Potential buyers will want to find out a lot about the business, so make sure you have the information and documentation to hand. The kind of information that a buyer will ask for includes trading history, turnover and profit figures, details of any staff, property, equipment, access to published accounts and most importantly the asking price. This is known as the “due diligence” process and the more that you can do to prepare for it in advance, the smoother it is likely to go.
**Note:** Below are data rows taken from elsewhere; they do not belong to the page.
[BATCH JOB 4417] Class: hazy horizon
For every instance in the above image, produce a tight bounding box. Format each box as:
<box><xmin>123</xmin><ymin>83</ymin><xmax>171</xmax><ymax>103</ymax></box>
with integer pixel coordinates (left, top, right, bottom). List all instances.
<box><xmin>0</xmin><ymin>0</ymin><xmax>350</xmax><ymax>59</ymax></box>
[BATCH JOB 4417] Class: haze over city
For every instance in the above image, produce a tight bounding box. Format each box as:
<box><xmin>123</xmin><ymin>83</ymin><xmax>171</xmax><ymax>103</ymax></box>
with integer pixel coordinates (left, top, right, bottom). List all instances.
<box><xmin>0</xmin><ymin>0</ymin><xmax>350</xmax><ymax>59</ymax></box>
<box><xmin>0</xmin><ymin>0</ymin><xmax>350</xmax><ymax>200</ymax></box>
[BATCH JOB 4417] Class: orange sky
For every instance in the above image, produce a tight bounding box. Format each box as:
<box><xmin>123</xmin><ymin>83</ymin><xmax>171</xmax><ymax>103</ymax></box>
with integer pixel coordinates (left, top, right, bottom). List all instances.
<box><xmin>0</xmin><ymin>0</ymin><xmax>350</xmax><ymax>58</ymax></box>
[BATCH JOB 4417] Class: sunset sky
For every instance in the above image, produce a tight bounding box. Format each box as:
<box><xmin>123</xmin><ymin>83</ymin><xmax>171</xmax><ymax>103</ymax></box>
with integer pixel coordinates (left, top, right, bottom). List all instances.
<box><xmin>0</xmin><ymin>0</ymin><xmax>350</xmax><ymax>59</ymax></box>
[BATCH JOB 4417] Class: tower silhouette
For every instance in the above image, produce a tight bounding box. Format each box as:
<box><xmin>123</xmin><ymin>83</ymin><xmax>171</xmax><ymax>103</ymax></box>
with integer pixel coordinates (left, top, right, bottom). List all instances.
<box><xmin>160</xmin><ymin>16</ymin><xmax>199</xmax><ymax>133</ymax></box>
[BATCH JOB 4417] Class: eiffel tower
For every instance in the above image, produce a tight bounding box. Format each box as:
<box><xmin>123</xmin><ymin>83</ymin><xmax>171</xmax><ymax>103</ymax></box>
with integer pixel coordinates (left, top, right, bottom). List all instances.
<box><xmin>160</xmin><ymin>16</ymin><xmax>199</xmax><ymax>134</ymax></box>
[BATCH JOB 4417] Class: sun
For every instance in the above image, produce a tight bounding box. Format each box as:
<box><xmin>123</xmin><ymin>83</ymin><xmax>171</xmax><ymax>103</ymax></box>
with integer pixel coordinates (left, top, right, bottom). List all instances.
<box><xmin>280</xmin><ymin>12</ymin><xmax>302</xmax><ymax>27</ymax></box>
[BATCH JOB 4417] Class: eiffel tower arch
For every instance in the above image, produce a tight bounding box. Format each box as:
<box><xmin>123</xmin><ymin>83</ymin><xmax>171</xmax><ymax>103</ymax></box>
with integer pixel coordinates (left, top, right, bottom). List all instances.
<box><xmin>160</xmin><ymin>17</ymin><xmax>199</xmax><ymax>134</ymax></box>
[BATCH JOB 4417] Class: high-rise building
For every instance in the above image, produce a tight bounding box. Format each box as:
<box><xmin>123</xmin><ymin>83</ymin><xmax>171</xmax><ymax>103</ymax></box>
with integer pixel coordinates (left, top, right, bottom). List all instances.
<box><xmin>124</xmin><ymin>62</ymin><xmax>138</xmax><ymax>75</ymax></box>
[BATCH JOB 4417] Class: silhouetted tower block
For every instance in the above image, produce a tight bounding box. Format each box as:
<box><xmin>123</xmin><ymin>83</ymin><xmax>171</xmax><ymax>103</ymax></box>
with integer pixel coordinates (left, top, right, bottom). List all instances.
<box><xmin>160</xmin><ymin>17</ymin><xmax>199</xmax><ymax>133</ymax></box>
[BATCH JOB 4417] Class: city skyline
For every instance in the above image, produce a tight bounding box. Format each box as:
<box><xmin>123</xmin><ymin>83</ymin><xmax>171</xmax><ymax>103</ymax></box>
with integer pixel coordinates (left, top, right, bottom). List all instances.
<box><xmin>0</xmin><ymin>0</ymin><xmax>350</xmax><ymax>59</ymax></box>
There are many ways to value a business but the most common is a multiple of future earnings. Remember, a business is only worth what somebody is prepared to pay for it, so be realistic in your valuation. You may wish to retain the services of an accountant to help you value your business.
A franchise prospectus is a useful sales tool and is designed to help sell your business. The prospectus must represent an accurate view of what is on offer, and should not contain any misleading or false information. If it does then you might end up embroiled in legal proceedings further down the line if the buyer finds that what they have purchased is not as described in your prospectus.
Marketing your business can take on a number of forms. The internet, social media and word of mouth are now commonly used, but finding a buyer can be very time consuming, so many franchisees will use a business broker to help them. The broker will charge a commission on a successful sale, but this should hopefully be outweighed by the fact that they take away the chore of dealing with enquiries, and should ensure that only serious potential buyers come to the table.
Once a buyer has been found, before you give them any confidential information about your business, they should sign a non-disclosure or confidentiality agreement. This should ensure that any information supplied by you about your business is kept confidential to the buyer, and not used for competitive purposes if the negotiations come to nothing. Once this document has been signed negotiations can commence in earnest.
If the negotiations prove fruitful, it is advisable to use an experienced franchise solicitor to draw up the relevant legal documents needed for the legal transfer of the business from you to the buyer. Without this you run the risk that, if things do not run smoothly, you may be exposed legally if the agreed terms are not properly set out in professionally drafted legal documents. By using an experienced professional, you should be able to ensure that once the deal completes, everyone involved ends up with what they are expecting and hopefully there are no nasty surprises.
Once the negotiations are complete and the legal documents agreed, completion can take place. Unless some element of the price being paid by the buyer is deferred e.g. paid by instalments, usually on completion day the purchase price is paid in full (usually in cash) by the buyer to the seller.
One final piece of advice – be patient as you may not find a buyer immediately.